La madrugada en que el cuerpo de Jimmy Minor aparece flotando en las oscuras aguas del canal, ni Quirke ni su hija Phoebe pueden intuir hasta qué punto esa muerte va a remover sus propias vidas. Mientras Phoebe abre los ojos a una sensualidad desconocida, la investigación arrastra a Quirke de regreso al infierno de su infancia en el orfanato católico de Carricklea.
El escenario, Dublín, años cincuenta del siglo XX, una ciudad en la que él vivió su infancia y su adolescencia y que, por ello mismo, tiene las claves propias que hacen de su novela un lugar conocido, un hogar reflejado de mil formas.

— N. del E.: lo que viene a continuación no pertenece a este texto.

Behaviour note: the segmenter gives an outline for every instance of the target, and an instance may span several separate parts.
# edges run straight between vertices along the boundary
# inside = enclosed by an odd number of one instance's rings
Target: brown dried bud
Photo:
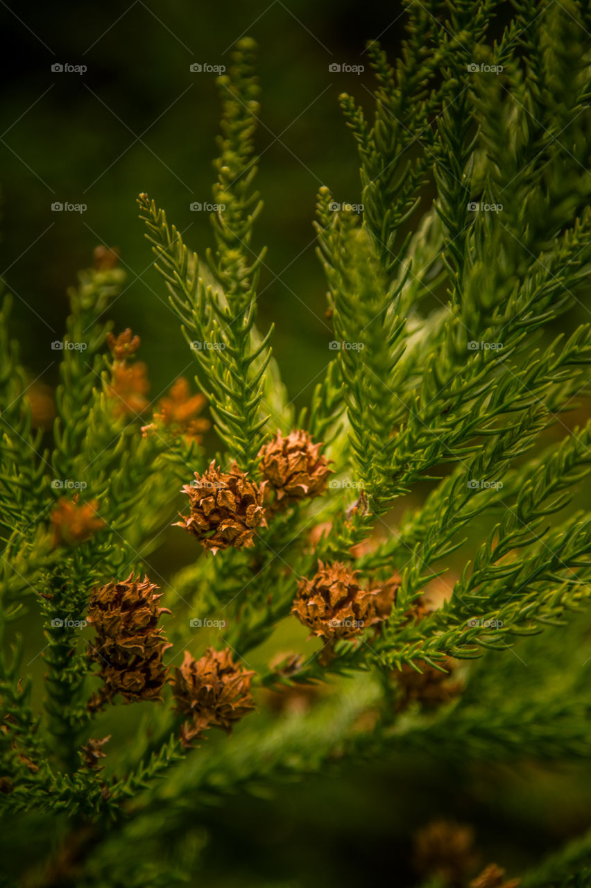
[[[192,717],[181,727],[185,747],[209,727],[230,733],[233,724],[255,709],[250,694],[255,673],[235,666],[228,647],[223,651],[209,647],[199,660],[185,651],[183,665],[175,673],[171,684],[177,709]]]
[[[110,272],[119,262],[119,250],[117,247],[95,247],[92,258],[98,272]]]
[[[361,589],[359,571],[339,561],[326,567],[319,561],[311,580],[300,581],[291,609],[311,630],[311,635],[329,639],[353,638],[383,618],[375,612],[379,590]]]
[[[215,554],[218,549],[247,548],[254,544],[256,527],[266,527],[263,507],[264,484],[255,484],[233,465],[229,472],[216,467],[212,460],[208,471],[185,484],[183,493],[190,500],[191,513],[181,516],[175,526],[185,527],[204,549]]]
[[[307,432],[296,429],[277,437],[258,452],[263,477],[275,491],[277,503],[288,505],[304,496],[318,496],[326,487],[331,470],[321,456],[323,444],[312,444]]]
[[[114,337],[113,333],[107,333],[106,345],[116,361],[124,361],[125,358],[138,351],[141,343],[139,337],[133,336],[131,329],[128,327],[118,337]]]
[[[433,821],[414,836],[414,863],[422,876],[462,883],[477,863],[474,830],[450,821]]]
[[[102,771],[102,765],[98,765],[98,759],[106,758],[106,753],[103,752],[101,747],[104,746],[105,743],[108,742],[110,739],[111,734],[108,734],[107,737],[103,737],[102,740],[93,740],[92,737],[91,737],[86,746],[81,747],[83,764],[85,765],[87,768],[94,768],[96,771]]]
[[[97,637],[89,656],[100,665],[104,686],[91,701],[91,709],[110,702],[117,694],[129,702],[162,699],[167,679],[162,654],[171,646],[158,622],[162,614],[170,611],[158,607],[158,588],[147,576],[142,583],[131,573],[121,583],[93,590],[88,622]]]
[[[463,682],[453,678],[457,662],[445,660],[442,663],[447,670],[445,672],[441,672],[428,663],[420,665],[422,672],[417,672],[408,663],[405,663],[400,671],[393,673],[393,678],[400,689],[397,704],[398,712],[408,709],[414,702],[421,703],[426,710],[437,709],[457,697],[463,688]]]
[[[511,879],[505,882],[505,870],[496,863],[490,863],[475,879],[470,882],[470,888],[517,888],[521,879]]]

Quirke vuelve a la obra de Black después de ese paréntesis en La rubia de ojos negros en que cedió su protagonismo a Marlowe, en claro homenaje a su ídolo, Raymond Chandler, ídolo de todos nosotros, desde luego.
En el discurso que Banville ofreció con motivo del Premio Príncipe de Asturias de las Letras, en 2014, reivindicó el poder de la frase: "Con frases pensamos, especulamos, calculamos, imaginamos. Con frases declaramos nuestro amor, declaramos la guerra, prestamos juramento. Con frases afirmamos nuestro ser. Nuestras leyes están escritas con frases. No es desatinado afirmar que con frases está escrito nuestro mundo".